JA: It tends to start with a handful of people in a living room, gathering in prayer and searching Scripture looking for God to reveal where to begin. It may look small for a long time and may not look church-shaped exactly, but if we reassess what we qualify as success then we can be patient. At times we’ve elevated big numbers over deep discipleship. The Church needs to spend time in the community in order to see God’s fingerprints on people’s lives. Form small teams – five or six – walk and pray the neighbourhood, sit in coffee shops, chat with people. Ask questions, like Jesus did. Spend six months in Tim Horton’s asking people questions about their lives and you’ll find out a lot.
TAP: What should a church feel as it becomes a disciple?
JA: It will probably hurt. You often only know you’re growing in faith when it begins to stretch you. For growing churches, you may have to set some things aside that God is no longer using to extend His kingdom. But there’s nothing more invigorating than seeing someone encounter Christ, and when a church starts seeing adult baptisms, that’s a very sweet moment.
TAP: What strengths does the Anglican Church have to make these changes?
JA: This isn’t so different from how we’ve done things in the past. The Anglican Church has a rich history of global and local mission. We haven’t always been perfect or done things well, but we have the experience of going to different cultures and sharing Christ crucified and risen. But we haven’t done that in our local communities often for a generation or two, so to some extent we’ve lost our ability and confidence to speak effectively locally. And the culture is changing so rapidly we’re struggling to catch up. Although we need to hold on to credal statements, it’s essential to understand this culture and speak its language. Archbishop Cranmer was so keen for us to speak “in a language understandeth of the people.”
TAP: At a workshop you gave you defined ‘disciple’ as someone who must first repent, be faithful, and then journey forth.

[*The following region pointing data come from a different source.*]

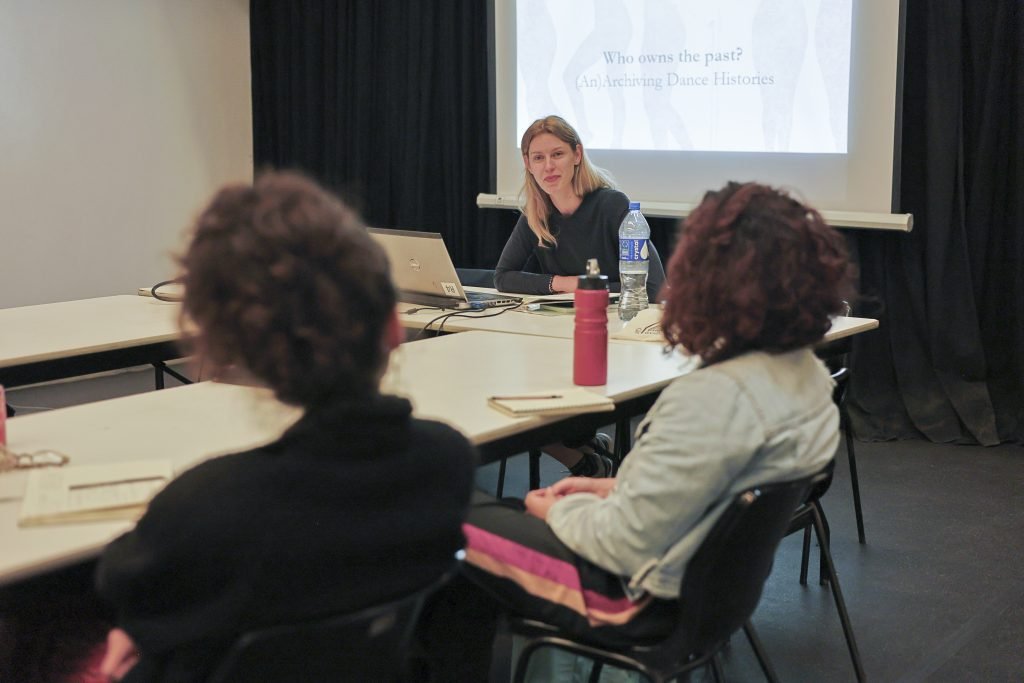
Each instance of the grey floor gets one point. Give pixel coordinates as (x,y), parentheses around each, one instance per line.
(937,593)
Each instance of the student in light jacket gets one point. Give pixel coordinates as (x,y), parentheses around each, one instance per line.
(752,285)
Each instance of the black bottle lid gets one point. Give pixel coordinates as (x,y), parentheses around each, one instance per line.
(593,280)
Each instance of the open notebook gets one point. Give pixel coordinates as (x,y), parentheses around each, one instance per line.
(422,269)
(557,401)
(92,493)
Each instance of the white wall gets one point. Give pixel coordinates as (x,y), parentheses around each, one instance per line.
(118,120)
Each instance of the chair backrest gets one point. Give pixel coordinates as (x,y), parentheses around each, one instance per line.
(723,581)
(369,645)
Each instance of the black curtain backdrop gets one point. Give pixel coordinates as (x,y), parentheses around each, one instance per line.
(387,102)
(383,101)
(947,361)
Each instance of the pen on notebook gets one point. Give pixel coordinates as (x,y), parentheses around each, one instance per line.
(99,484)
(550,395)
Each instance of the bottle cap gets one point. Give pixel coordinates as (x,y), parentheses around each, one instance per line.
(593,280)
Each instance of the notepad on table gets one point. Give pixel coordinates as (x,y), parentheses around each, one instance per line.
(92,493)
(646,326)
(558,401)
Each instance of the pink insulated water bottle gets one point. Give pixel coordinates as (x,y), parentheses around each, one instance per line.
(590,351)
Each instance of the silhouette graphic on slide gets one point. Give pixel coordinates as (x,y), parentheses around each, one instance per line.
(779,39)
(537,51)
(611,32)
(665,33)
(833,30)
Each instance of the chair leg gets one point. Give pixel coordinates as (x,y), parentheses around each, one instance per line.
(854,480)
(805,558)
(535,469)
(623,439)
(844,616)
(500,489)
(759,650)
(716,670)
(822,569)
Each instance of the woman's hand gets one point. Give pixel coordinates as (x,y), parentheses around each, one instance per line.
(563,284)
(539,501)
(121,655)
(598,486)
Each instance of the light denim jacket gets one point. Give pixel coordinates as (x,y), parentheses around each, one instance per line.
(751,420)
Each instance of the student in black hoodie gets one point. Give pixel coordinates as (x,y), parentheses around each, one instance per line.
(355,504)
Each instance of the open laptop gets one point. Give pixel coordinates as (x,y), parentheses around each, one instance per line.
(422,269)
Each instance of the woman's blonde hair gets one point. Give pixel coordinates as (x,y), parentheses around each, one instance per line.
(586,176)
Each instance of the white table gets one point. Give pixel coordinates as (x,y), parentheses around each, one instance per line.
(182,424)
(445,378)
(521,322)
(56,340)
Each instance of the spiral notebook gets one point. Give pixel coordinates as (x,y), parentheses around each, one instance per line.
(557,401)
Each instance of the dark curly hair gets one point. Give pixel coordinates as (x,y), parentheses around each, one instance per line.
(282,279)
(754,269)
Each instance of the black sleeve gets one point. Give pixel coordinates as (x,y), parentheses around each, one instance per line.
(509,273)
(655,273)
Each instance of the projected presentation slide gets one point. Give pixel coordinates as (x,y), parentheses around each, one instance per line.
(674,75)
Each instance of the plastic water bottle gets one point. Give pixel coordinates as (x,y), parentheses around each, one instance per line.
(634,260)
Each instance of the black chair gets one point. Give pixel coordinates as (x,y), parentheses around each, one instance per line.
(719,593)
(369,645)
(812,515)
(842,379)
(836,356)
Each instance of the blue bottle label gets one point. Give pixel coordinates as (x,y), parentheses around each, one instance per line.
(631,249)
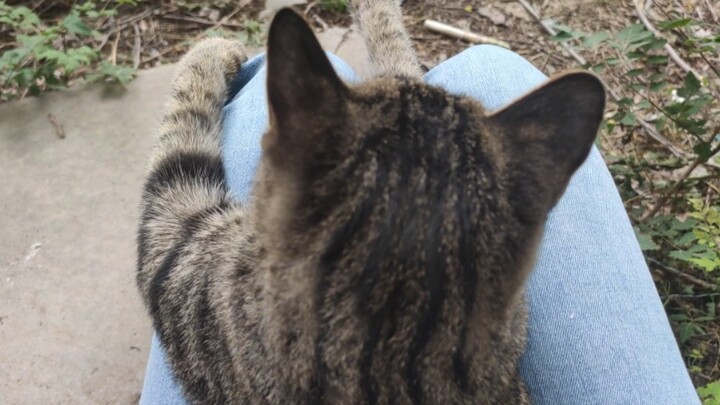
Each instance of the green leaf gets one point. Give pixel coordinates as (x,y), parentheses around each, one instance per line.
(561,37)
(633,33)
(672,24)
(657,86)
(692,84)
(705,263)
(73,23)
(645,241)
(643,104)
(703,151)
(629,119)
(593,40)
(657,60)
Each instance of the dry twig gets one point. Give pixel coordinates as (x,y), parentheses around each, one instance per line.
(668,48)
(454,32)
(649,128)
(692,279)
(59,131)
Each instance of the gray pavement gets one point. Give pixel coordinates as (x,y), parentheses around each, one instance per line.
(72,328)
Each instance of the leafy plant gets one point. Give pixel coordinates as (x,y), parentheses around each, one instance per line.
(670,192)
(46,57)
(710,393)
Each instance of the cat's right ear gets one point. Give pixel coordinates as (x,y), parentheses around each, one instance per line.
(549,133)
(303,89)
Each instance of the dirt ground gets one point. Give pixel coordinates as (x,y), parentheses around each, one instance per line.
(160,32)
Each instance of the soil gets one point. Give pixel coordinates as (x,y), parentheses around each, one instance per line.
(160,32)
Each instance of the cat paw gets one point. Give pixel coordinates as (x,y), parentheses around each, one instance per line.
(213,60)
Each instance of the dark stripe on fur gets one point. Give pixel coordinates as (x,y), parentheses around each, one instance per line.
(197,118)
(188,167)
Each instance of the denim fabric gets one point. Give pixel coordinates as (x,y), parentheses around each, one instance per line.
(598,333)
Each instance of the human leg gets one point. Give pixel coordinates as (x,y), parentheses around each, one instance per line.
(598,332)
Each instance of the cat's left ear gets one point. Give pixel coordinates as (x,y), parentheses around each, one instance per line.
(548,134)
(303,88)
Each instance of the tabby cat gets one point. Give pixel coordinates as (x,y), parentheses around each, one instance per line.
(383,252)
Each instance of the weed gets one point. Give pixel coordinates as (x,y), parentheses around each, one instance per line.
(47,57)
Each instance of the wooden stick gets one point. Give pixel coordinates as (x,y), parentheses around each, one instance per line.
(530,9)
(59,131)
(649,128)
(668,48)
(454,32)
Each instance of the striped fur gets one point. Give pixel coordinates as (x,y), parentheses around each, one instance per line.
(382,256)
(386,38)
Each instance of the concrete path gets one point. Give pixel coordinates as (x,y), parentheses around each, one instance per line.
(72,328)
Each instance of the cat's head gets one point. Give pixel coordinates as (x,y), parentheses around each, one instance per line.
(397,174)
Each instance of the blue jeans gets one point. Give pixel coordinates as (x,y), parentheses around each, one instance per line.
(598,333)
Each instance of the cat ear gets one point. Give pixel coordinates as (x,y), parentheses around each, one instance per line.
(303,88)
(549,133)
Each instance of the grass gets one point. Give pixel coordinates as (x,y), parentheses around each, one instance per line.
(670,187)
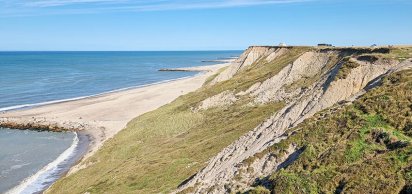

JA: The word repentance carries a lot of baggage outside the Church. But it’s a word that Christians know -- going through the Cross leads to new life – and one of the first steps in being missional is to realize where we have at times failed as Christian communities, when we have not been the face of Christ to our neighbourhoods. We’re all guilty of this, I know I am. In any period of revival, the Church has gone through self-examination and repentance. To some degree, the difficulties that the church is facing now, is a time of purifying and God pruning us, pruning for growth -- God wants more people to know Christ in Toronto.
TAP: Is this movement partially due to dwindling church attendance?
JA: Well at its heart it is not about propping up the institution, but about being faithful to how God operates in people’s lives and following God’s lead. God is preparing the way and we are being called to follow.